Wednesday, January 09, 2008

Adventures of Old New York: The Hell's Kitchen Edition

This didn't even happen on the remaining decrepit industrial side streets towards the West Side Highway. It happened on a corner of fashionable, trendy 9th Ave, the check cashing shop next to one of the sleek restaurants that populate the strip - an intersection between "Clinton" and "Hell's Kitchen".

There are moments when the old New York, the old Hell's Kitchen, has a sort of allure. The art to the madness and depravity. Similar to the aesthetic beauty found in abandoned industrial areas. Essentially, the places where Batman would be. It almost makes one to get a going-bald buzzcut, grow a mustache and a paunch, and become a New York Police Department detective.
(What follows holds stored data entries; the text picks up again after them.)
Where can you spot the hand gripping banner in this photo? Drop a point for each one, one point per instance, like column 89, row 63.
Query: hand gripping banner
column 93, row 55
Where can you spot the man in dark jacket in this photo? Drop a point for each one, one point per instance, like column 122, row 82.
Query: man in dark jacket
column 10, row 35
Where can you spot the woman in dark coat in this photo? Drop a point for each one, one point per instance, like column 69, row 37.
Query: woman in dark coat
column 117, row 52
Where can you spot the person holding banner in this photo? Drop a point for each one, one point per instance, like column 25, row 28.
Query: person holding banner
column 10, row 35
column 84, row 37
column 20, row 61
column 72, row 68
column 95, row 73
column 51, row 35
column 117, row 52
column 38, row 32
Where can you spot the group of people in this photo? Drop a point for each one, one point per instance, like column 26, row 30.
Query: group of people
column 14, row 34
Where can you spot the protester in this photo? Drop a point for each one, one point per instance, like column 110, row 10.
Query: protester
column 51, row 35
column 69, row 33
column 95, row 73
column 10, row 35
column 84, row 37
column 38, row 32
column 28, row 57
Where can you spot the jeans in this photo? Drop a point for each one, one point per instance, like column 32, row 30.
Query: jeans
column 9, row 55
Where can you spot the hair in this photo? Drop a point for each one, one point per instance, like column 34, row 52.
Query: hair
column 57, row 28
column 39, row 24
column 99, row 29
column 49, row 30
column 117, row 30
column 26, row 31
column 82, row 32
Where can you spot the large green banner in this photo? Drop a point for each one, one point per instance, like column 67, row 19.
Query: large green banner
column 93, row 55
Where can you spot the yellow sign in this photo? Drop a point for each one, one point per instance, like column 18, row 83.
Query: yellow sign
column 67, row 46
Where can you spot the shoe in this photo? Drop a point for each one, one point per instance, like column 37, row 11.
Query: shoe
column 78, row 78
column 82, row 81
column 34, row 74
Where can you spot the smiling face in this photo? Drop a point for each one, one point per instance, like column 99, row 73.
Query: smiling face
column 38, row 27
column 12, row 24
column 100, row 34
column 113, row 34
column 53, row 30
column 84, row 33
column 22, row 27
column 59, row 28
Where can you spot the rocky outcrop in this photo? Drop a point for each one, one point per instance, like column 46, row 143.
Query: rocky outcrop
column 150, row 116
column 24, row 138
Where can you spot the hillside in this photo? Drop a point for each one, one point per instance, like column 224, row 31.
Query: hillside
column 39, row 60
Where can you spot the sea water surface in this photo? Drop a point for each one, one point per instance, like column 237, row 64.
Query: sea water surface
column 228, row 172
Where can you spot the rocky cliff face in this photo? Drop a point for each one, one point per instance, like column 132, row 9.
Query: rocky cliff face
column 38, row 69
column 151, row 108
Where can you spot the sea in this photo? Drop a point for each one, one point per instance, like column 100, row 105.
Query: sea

Or, alternatively, just look like Serpico. When in doubt, just look like Serpico.

When people, such as those in the article, refer to the incident as a relic of the old Hell's Kitchen, one of the last gasps by the dying generation of older junkies being crowded out by the wealthy and the elite, they need to simply take a bus over to the East Side and go uptown, head over the Triborough Bridge (or is that the RFK Bridge now?), and stop off at Randall's/Ward's Island, go past the soccer fields, and make a stop at the homeless shelter. Not only will they find the old junkies faffing about, they'll find young ones too.